Duolingo is dessert. You can't (shouldn't) live off it, but it is nice and good and has its place in the world and I'm not going to stop eating it.

I've been thinking of bailing out of the Duolingo Chinese course for ages now, but more than wanting to finish the course for its content, I believed in the value of sticking to something to the end because my self-education history is a scrapyard of partially-finished projects. It's a weakness of mine to have some other plan catch my attention before the finish line, and then run after that; then another one, then run there; then another and run; and so on and so on. (Bokonon: "Round and round and round we spin, / With feet of lead and wings of tin".)

So: I stuck this one out. Now what?

On Duolingo? I don't know. I think it could come in handy to study the language for places where I'm planning to travel, if the language is available. I think the app is good for languages you don't plan to master, but just want to learn a bit about.
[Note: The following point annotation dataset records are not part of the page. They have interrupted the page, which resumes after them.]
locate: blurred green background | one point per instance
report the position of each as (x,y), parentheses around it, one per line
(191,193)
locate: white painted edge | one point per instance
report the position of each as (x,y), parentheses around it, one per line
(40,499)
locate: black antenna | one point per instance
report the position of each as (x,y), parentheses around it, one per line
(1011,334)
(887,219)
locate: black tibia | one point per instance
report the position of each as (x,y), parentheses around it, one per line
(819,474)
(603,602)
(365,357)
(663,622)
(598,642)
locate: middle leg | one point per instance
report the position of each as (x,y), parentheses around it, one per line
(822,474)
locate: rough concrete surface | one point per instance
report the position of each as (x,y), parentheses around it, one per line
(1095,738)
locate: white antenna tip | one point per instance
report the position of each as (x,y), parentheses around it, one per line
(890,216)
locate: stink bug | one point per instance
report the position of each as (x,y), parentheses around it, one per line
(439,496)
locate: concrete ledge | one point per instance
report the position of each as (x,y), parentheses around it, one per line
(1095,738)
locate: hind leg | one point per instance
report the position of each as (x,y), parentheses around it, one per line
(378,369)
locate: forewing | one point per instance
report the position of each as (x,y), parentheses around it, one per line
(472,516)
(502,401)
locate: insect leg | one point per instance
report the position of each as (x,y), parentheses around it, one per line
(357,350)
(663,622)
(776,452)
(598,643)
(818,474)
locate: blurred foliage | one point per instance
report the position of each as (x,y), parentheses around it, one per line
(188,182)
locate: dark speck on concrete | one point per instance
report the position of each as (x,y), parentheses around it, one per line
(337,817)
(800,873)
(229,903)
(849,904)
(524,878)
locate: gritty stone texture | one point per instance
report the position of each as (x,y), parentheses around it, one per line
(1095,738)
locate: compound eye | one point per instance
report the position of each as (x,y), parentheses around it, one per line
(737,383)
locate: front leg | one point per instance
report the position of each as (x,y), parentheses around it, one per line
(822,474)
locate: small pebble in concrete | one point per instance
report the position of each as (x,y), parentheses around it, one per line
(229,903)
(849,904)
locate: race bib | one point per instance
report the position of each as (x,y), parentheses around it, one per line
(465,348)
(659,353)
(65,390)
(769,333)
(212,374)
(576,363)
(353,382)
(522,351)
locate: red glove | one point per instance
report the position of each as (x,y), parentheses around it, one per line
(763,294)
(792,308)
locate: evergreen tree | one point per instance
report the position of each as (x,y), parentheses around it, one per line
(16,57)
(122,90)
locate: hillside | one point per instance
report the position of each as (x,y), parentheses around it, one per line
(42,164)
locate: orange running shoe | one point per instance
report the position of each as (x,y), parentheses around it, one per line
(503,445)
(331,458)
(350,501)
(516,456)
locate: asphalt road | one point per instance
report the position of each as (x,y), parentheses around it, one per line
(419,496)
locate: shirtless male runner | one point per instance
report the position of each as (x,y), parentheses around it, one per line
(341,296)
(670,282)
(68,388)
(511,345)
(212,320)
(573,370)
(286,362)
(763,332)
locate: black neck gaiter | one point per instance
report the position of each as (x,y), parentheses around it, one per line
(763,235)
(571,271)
The other languages aren't my focus, though.

Chinese? See, this one I want to master, so I have to figure out the next path. A simple, discrete goal for this year is to get up to HSK Level 4. A certification like that is a lot of vocabulary and grammar patterns—useful stuff, but in and of itself not very interesting. I don't care about a certification, but it is a landmark off in the distance that I can walk toward. Not not-moving is key.

It would be more interesting to be able to read good literature in Chinese. It would be more interesting to understand what the crosstalk performers are joking about. It would be more interesting to be able to both understand what people are saying to me and say something back to them—not just something but something witty and hilarious. (The people of the Chinese-speaking world deserve this Content and I must not deprive them of it.)

So I'll make a new path. I don't know what it is yet, but I'll head off in some direction, then adapt and adapt and adapt. It's a little bit like hiking. Sometimes it's best to know exactly where you want to go and how to get there. Sometimes it's even better to have a rough idea of where to go, no idea how to get there, and then have an open-ended adventure as you find or don't find a destination. I've found some places in India and Inyo County and Ingersoll Scout Reservation that have stuck in my memories all these years, and I don't know where they are, what they are, or how I got there. It's a matter of taste to decide which type of trip to take when it's time to set out, and then again when you're out there, and then again when you've returned.

Diamond League

I have achieved my [checks notes] only stay-at-home accomplishment so far: made it to the top league in the weekly leaderboard on Duolingo (kirkkittell).

As I've mentioned somewhere around here, it hasn't been easy to focus the last few months. That's hardly a controversial thing to say—is anyone focusing? Send detailed instructions if you are. I don't know how people with kids are managing it. Running through a few lessons on Duolingo in the morning is one of the few things I've been consistent about—I'm on a 102-day streak now. I've been slowly walking up weekly running distance to 30 km/week and pushups to 220/day—bumping them up every week (recently) by 5 km/week and 10 pushups/day. The increase will eventually collapse under its own weight, but in the meantime I'm trying to grab onto the things that I can and fix them in place, then build something around them.

There is a feeling of the days being lost to routines like this—do this in the morning, do that after work, do this before bed, repeat repeat repeat repeat, where did the month go? However. I've lost plenty of days to irredeemable low spots, so if Chinese lessons and running and pushups keeps the world on track, I'll go with it.